Ia mengasuh saya sebagai putrinya, mendidik saya sebagai muridnya di sekolah dan membimbing saya sebagai sahabat baiknya. Sepanjang ingatan saya, dialah yang selalu menjahitkan baju lebaran dan baju seragam saya dari TK hingga SMP, dia yang membayar uang sekolah saya, yang memberikan jajan dan sesekali membelikan majalah Bobo, bahkan ia juga yang memotong kuku saya setiap hari jumat, agar ketika hari sabtu ia tidak perlu memukul jari saya di sekolah karena kuku-kuku yang panjang dan hitam yang ia sebut seperti kuku monyet.

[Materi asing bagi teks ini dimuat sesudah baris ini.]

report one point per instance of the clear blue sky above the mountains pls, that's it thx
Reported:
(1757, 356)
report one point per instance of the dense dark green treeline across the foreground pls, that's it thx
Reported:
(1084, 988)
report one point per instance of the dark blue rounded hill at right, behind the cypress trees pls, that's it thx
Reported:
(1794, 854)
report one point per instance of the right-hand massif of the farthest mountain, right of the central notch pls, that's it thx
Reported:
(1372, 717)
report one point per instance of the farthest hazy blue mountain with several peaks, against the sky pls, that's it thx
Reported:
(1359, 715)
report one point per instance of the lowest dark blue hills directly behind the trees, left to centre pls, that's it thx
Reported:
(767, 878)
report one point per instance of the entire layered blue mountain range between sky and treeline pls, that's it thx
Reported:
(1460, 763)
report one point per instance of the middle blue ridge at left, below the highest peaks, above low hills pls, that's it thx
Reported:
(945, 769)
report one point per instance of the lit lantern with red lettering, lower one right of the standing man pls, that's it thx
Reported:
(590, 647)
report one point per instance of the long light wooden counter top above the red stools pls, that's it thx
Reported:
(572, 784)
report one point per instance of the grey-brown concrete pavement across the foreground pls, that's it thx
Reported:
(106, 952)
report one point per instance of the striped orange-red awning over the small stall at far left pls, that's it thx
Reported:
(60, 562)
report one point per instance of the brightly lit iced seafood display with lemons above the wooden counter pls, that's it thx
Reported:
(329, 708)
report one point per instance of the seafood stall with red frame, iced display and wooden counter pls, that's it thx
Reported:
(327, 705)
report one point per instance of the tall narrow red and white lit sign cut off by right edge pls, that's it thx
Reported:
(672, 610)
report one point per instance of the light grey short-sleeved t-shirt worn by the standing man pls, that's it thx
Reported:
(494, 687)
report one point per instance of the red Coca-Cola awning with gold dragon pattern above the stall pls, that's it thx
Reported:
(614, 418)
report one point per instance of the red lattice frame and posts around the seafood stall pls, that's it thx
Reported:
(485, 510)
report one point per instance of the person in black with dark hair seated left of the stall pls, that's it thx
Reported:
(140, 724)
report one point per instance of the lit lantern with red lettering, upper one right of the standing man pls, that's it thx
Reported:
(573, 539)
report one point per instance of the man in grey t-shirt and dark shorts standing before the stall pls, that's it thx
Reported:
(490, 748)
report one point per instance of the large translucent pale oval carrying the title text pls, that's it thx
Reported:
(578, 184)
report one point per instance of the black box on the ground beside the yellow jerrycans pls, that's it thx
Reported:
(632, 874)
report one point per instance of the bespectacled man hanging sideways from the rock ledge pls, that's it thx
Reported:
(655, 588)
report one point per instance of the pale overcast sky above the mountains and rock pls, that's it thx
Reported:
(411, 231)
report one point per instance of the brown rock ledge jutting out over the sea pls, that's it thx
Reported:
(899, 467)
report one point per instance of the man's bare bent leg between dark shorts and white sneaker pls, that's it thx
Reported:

Bila kelak saya menjulang tinggi, dialah wanita tangguh yang membangun pondasinya, sekian tahun sejak saya balita hingga remaja. Pondasi yang cukup kokoh buat pijakan saya ketika memutuskan untuk sekolah di provinsi sebelah setelah tamat SMP dan hanya pulang setahun dua kali.

SMP adalah ujung kedekatan dan persahabatan kami. Ia melepaskan saya dengan urai tangis yang pilunya masih saya rasakan hingga saat ini. Melepaskan anak sematawayang yang diasuh sejak kecil, seperti melepaskan panah yang tidak mungkin akan kembali.

Saya adalah putri sematawayangnya yang lahir dari kasih sayangnya. Ia tidak akan pernah melahirkan secara biologis, sebab jodohnya tidak menunggunya di dunia yang fana ini melainkan disuatu tempat indah yang ia yakin telah Allah siapkan untuknya.